Friday, October 7, 2011

Wall Street Protesters Target Wealth Without Work

Protesters occupying Wall Street in lower Manhattan have begun to identify themselves as the "Ninety Nine Percent." But who then are the One Percent?


The One Percent are the Super Rich, whom House Majority Leader John Boehner labels the "Job Creators." Taxing them, according to most Republicans, would punish the very individuals who can do most to revive our struggling economy. But are the ultra-rich entrepreneurs, innovators, or catalysts for job growth?


Many researchers, like Thomas Shapiro of Brandeis University, conclude that the vast majority of personal wealth in the United States is inherited, not earned. In Who's Running America? Thomas Dye discovered that by the latter part of the 20th century, only 4% of the richest men in the nation had struggled up from the bottom, just a tenth as many as at the start of century.
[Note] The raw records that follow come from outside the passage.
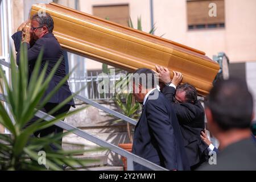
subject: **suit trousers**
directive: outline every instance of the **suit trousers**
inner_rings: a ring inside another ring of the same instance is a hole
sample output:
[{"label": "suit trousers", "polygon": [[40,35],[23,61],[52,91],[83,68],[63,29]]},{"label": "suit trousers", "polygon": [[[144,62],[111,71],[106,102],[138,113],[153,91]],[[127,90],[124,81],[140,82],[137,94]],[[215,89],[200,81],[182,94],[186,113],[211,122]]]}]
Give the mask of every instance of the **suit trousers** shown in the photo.
[{"label": "suit trousers", "polygon": [[[54,107],[56,107],[59,104],[57,103],[47,103],[46,105],[44,106],[43,108],[41,109],[41,110],[44,113],[49,113],[52,109],[53,109]],[[62,107],[61,109],[58,110],[57,111],[54,113],[52,114],[53,116],[57,116],[61,114],[67,113],[71,107],[70,105],[65,105],[63,107]],[[38,119],[39,119],[39,118],[38,118],[36,116],[34,117],[28,122],[27,126],[29,125],[32,124],[33,122],[35,122]],[[64,120],[64,119],[63,119]],[[35,137],[44,137],[46,136],[47,136],[51,134],[59,134],[63,133],[63,129],[61,127],[59,127],[59,126],[57,126],[56,125],[52,125],[50,127],[48,127],[46,129],[40,130],[36,131],[34,133],[34,136]],[[61,146],[62,143],[62,138],[60,139],[57,142],[58,145],[60,145]],[[55,146],[53,144],[50,144],[51,147],[53,150],[57,150],[58,147],[56,146]]]}]

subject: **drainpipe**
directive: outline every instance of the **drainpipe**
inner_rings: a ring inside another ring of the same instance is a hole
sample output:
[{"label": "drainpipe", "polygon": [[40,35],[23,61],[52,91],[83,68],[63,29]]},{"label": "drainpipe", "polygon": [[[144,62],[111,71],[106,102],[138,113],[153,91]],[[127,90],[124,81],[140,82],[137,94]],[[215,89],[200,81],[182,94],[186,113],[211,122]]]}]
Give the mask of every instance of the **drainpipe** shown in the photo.
[{"label": "drainpipe", "polygon": [[[153,13],[153,0],[150,0],[150,19],[151,19],[151,27],[152,30],[154,27],[154,13]],[[154,34],[154,32],[152,32]]]},{"label": "drainpipe", "polygon": [[78,10],[78,0],[75,0],[75,9]]}]

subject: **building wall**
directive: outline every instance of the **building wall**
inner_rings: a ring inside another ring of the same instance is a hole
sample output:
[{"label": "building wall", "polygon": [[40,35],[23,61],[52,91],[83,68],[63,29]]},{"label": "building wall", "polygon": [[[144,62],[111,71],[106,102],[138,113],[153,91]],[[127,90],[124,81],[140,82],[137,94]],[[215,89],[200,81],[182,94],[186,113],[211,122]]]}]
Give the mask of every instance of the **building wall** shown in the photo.
[{"label": "building wall", "polygon": [[187,29],[185,0],[154,2],[156,35],[165,34],[164,38],[204,51],[210,58],[224,52],[231,63],[256,61],[256,1],[225,0],[225,27],[200,30]]}]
Economist Laurence Kotlikoff of Yale calculates that 80% of the total wealth in America is inherited--and as we know, that wealth is increasingly concentrated in fewer and fewer hands, with the top One Percent of U.S. households owning nearly half of all investment assets.


Steve Jobs, whose father was a Coast Guard vet and machinist, was apparently the exception to the rule, a billionaire who was self-made and actually created the jobs his name suggests. Most of the ultra-rich (like the Bush family and the Kennedys) got their money the old fashioned way: they inherited it.
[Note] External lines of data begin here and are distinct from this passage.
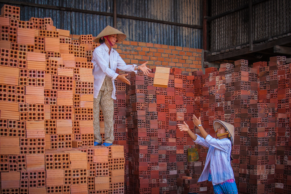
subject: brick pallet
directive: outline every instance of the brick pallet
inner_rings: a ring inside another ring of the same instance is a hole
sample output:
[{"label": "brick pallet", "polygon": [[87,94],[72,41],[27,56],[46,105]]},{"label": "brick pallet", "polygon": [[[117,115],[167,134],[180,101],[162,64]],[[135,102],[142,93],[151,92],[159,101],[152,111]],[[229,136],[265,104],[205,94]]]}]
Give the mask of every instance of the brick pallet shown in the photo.
[{"label": "brick pallet", "polygon": [[20,21],[19,8],[2,15],[1,192],[124,193],[123,146],[92,146],[99,45],[92,35],[72,39],[50,18]]},{"label": "brick pallet", "polygon": [[193,141],[176,126],[184,120],[193,125],[193,76],[174,68],[167,88],[154,87],[154,77],[128,77],[129,193],[176,193],[178,178],[186,175],[187,145]]}]

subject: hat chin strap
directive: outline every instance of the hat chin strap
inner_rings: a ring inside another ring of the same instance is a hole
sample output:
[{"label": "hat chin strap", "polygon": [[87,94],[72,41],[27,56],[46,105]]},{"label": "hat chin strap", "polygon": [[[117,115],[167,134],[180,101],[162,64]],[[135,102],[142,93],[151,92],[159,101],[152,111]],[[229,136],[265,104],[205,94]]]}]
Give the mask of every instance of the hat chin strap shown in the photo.
[{"label": "hat chin strap", "polygon": [[[218,131],[216,130],[216,131],[215,131],[215,133],[217,133],[217,131]],[[228,131],[226,131],[226,133],[224,133],[217,134],[216,134],[216,136],[217,137],[220,137],[220,136],[223,136],[224,135],[227,135],[227,134],[228,134],[228,137],[230,137],[230,134],[229,134],[229,133],[228,132]]]}]

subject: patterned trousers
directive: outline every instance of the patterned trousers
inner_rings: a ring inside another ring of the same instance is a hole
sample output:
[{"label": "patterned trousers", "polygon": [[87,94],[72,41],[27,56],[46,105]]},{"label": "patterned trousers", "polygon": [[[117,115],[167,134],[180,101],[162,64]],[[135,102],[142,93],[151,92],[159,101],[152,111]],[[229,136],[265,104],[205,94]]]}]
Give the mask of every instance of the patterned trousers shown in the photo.
[{"label": "patterned trousers", "polygon": [[[108,80],[107,83],[109,83]],[[107,80],[106,80],[107,81]],[[101,105],[101,109],[104,116],[104,122],[105,128],[105,143],[112,143],[114,140],[114,120],[113,116],[114,114],[114,100],[111,98],[112,90],[111,89],[111,86],[105,83],[103,83],[101,90],[100,90],[97,98],[94,98],[93,104],[93,125],[94,126],[94,141],[98,143],[102,143],[102,137],[100,134],[100,120],[99,113],[100,108],[99,105]],[[111,82],[112,83],[112,81]],[[107,86],[106,86],[107,85]],[[112,84],[111,84],[112,85]],[[109,90],[107,90],[109,89]],[[113,88],[112,88],[113,89]]]}]

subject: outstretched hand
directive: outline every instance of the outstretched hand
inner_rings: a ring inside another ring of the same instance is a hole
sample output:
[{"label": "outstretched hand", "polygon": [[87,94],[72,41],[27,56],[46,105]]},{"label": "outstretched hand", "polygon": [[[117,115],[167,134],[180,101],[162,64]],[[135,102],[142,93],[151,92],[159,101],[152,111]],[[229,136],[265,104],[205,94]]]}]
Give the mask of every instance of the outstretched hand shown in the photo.
[{"label": "outstretched hand", "polygon": [[122,82],[125,83],[126,84],[130,85],[130,82],[126,79],[126,76],[128,75],[127,74],[120,74],[117,76],[116,77],[117,79],[120,80]]},{"label": "outstretched hand", "polygon": [[148,61],[140,65],[139,68],[139,69],[144,74],[144,75],[149,75],[149,74],[150,74],[149,71],[152,72],[152,70],[151,70],[151,69],[147,67],[147,63]]},{"label": "outstretched hand", "polygon": [[189,126],[188,125],[187,125],[185,121],[184,121],[184,124],[178,124],[178,126],[180,131],[188,131],[188,130],[190,130],[190,129],[189,129]]},{"label": "outstretched hand", "polygon": [[201,117],[199,117],[199,119],[198,119],[195,115],[193,115],[193,123],[198,127],[199,125],[201,124]]}]

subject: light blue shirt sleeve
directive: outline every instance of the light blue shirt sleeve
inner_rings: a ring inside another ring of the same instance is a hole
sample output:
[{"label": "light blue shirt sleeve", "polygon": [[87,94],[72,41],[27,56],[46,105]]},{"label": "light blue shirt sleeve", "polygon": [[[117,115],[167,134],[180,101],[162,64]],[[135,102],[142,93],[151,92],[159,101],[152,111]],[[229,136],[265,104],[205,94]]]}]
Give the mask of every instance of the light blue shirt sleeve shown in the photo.
[{"label": "light blue shirt sleeve", "polygon": [[231,142],[228,138],[218,139],[208,135],[206,136],[205,142],[226,152],[229,152],[229,150],[231,149]]},{"label": "light blue shirt sleeve", "polygon": [[199,144],[200,145],[202,145],[204,147],[209,147],[209,146],[210,145],[209,143],[208,143],[207,142],[205,141],[205,139],[204,139],[204,138],[200,137],[199,135],[197,135],[196,134],[196,135],[197,136],[197,138],[196,139],[196,140],[193,140],[194,142],[195,142],[195,143],[197,143],[198,144]]}]

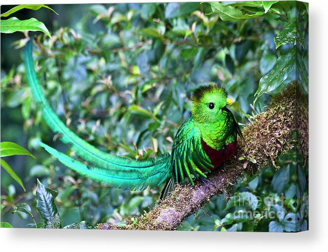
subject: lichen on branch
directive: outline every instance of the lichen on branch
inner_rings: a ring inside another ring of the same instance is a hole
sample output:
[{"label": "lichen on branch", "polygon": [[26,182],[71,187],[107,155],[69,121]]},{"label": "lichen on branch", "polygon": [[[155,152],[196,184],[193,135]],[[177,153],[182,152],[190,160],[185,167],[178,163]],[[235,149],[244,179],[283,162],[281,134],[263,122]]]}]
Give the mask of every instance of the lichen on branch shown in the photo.
[{"label": "lichen on branch", "polygon": [[[267,109],[256,115],[242,130],[245,142],[238,139],[235,155],[224,168],[212,172],[208,179],[214,185],[197,181],[177,185],[170,196],[161,201],[134,221],[127,220],[126,225],[99,224],[103,229],[175,230],[183,220],[198,210],[211,197],[228,194],[232,185],[245,173],[254,174],[271,164],[278,168],[279,154],[297,144],[305,159],[308,156],[308,109],[304,96],[294,82],[274,95]],[[296,132],[297,143],[293,138]]]}]

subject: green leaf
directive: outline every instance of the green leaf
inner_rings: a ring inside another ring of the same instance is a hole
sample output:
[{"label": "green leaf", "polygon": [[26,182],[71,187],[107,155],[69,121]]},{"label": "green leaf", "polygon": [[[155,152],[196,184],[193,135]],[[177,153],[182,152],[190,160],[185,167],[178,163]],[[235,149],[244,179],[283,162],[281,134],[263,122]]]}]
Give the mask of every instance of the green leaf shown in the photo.
[{"label": "green leaf", "polygon": [[219,2],[208,2],[212,7],[213,12],[218,13],[221,19],[223,21],[238,20],[252,18],[261,16],[264,11],[259,11],[254,14],[243,13],[241,10],[232,6],[225,5]]},{"label": "green leaf", "polygon": [[280,194],[286,188],[289,181],[289,167],[283,167],[278,170],[271,181],[273,191]]},{"label": "green leaf", "polygon": [[184,48],[181,50],[180,56],[182,58],[182,59],[186,61],[192,58],[195,57],[197,54],[197,49],[195,47]]},{"label": "green leaf", "polygon": [[295,22],[288,24],[274,37],[276,49],[288,43],[294,45],[298,43],[301,45],[303,48],[304,48],[305,39],[303,34],[297,26],[297,24]]},{"label": "green leaf", "polygon": [[278,1],[262,1],[262,4],[264,9],[264,13],[268,11],[272,4],[276,3]]},{"label": "green leaf", "polygon": [[139,31],[139,33],[145,37],[164,39],[163,36],[160,34],[158,31],[154,27],[145,28]]},{"label": "green leaf", "polygon": [[13,228],[12,225],[8,222],[2,222],[0,223],[0,228]]},{"label": "green leaf", "polygon": [[42,22],[34,17],[28,20],[20,20],[17,17],[11,17],[9,19],[0,20],[1,32],[12,33],[15,31],[42,31],[50,38],[51,35]]},{"label": "green leaf", "polygon": [[36,208],[47,228],[60,228],[60,219],[53,194],[37,179]]},{"label": "green leaf", "polygon": [[11,14],[12,14],[14,12],[15,12],[16,11],[17,11],[20,9],[32,9],[33,10],[37,10],[38,9],[40,9],[40,8],[42,7],[44,8],[47,8],[47,9],[49,9],[53,11],[54,11],[55,13],[56,13],[57,15],[58,15],[58,13],[56,12],[55,10],[54,10],[53,9],[50,8],[50,7],[49,7],[47,5],[45,5],[44,4],[20,4],[18,6],[16,6],[14,7],[13,8],[9,9],[8,11],[4,12],[3,14],[1,14],[0,15],[0,17],[6,17],[8,16]]},{"label": "green leaf", "polygon": [[260,71],[262,75],[270,72],[275,65],[277,58],[270,53],[264,53],[260,60]]},{"label": "green leaf", "polygon": [[93,229],[94,227],[89,224],[85,221],[82,221],[79,223],[72,223],[67,225],[64,228],[67,229]]},{"label": "green leaf", "polygon": [[142,4],[140,16],[144,19],[147,19],[151,17],[156,11],[156,6],[158,3],[156,2],[151,2],[143,3]]},{"label": "green leaf", "polygon": [[254,102],[263,93],[277,88],[288,78],[295,69],[296,52],[294,47],[287,54],[279,57],[272,70],[261,79]]},{"label": "green leaf", "polygon": [[1,142],[0,144],[1,157],[13,155],[27,155],[35,159],[30,152],[26,149],[11,142]]},{"label": "green leaf", "polygon": [[33,214],[32,214],[32,210],[31,209],[31,207],[26,203],[22,203],[19,205],[17,205],[14,210],[12,212],[13,214],[14,213],[16,213],[17,212],[20,212],[21,213],[24,213],[26,214],[31,215],[33,217]]},{"label": "green leaf", "polygon": [[199,7],[199,2],[170,2],[165,8],[165,18],[173,18],[190,15]]},{"label": "green leaf", "polygon": [[20,180],[19,177],[17,176],[17,175],[15,173],[11,168],[9,166],[9,165],[8,165],[8,164],[7,164],[7,163],[2,159],[0,160],[0,163],[1,163],[1,166],[7,171],[9,174],[11,176],[11,177],[13,178],[15,181],[16,181],[16,182],[19,184],[19,185],[20,185],[24,190],[24,191],[26,191],[25,187],[24,187],[24,185],[23,185],[22,180]]},{"label": "green leaf", "polygon": [[59,214],[58,213],[57,213],[55,215],[55,216],[51,217],[50,220],[46,223],[45,226],[46,228],[59,229],[61,227],[61,218],[59,217]]},{"label": "green leaf", "polygon": [[138,106],[137,105],[131,105],[129,108],[129,111],[131,111],[132,114],[139,115],[142,117],[151,118],[152,116],[150,112],[146,110],[144,108]]}]

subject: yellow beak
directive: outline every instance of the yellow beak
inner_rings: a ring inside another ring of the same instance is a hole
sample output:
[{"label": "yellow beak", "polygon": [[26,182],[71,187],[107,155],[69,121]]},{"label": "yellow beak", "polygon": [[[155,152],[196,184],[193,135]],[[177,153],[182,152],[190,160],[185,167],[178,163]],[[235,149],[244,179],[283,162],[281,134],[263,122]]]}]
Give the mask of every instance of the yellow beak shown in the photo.
[{"label": "yellow beak", "polygon": [[232,101],[231,99],[229,99],[229,98],[227,98],[227,105],[230,105],[232,103],[232,102],[233,102],[233,101]]}]

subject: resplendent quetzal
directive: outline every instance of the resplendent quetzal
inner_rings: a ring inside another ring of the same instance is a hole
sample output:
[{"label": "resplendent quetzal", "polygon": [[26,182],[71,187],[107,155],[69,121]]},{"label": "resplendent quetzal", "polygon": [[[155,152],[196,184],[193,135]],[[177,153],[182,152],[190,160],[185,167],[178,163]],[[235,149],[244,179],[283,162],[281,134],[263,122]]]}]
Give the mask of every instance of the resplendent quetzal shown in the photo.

The Wall Street protesters are justifiably fed up with a system that rewards the accidents of birth more than it rewards hard work, brains and personal initiative. They're tired playing a rigged game where your parent's net worth is a better predictor of whether you'll go on to college than your own grade point average. They're asking whether the One Percent, who were born sucking on silver spoons and continue to suck up most of the nation's assets, aren't simply parasites on the economy.


Don't you think they have a point?

1 comment:

Bill Baar said...

I think they're kids who enjoy the wealth created by capitalism while deplorying the capitalism that creates it.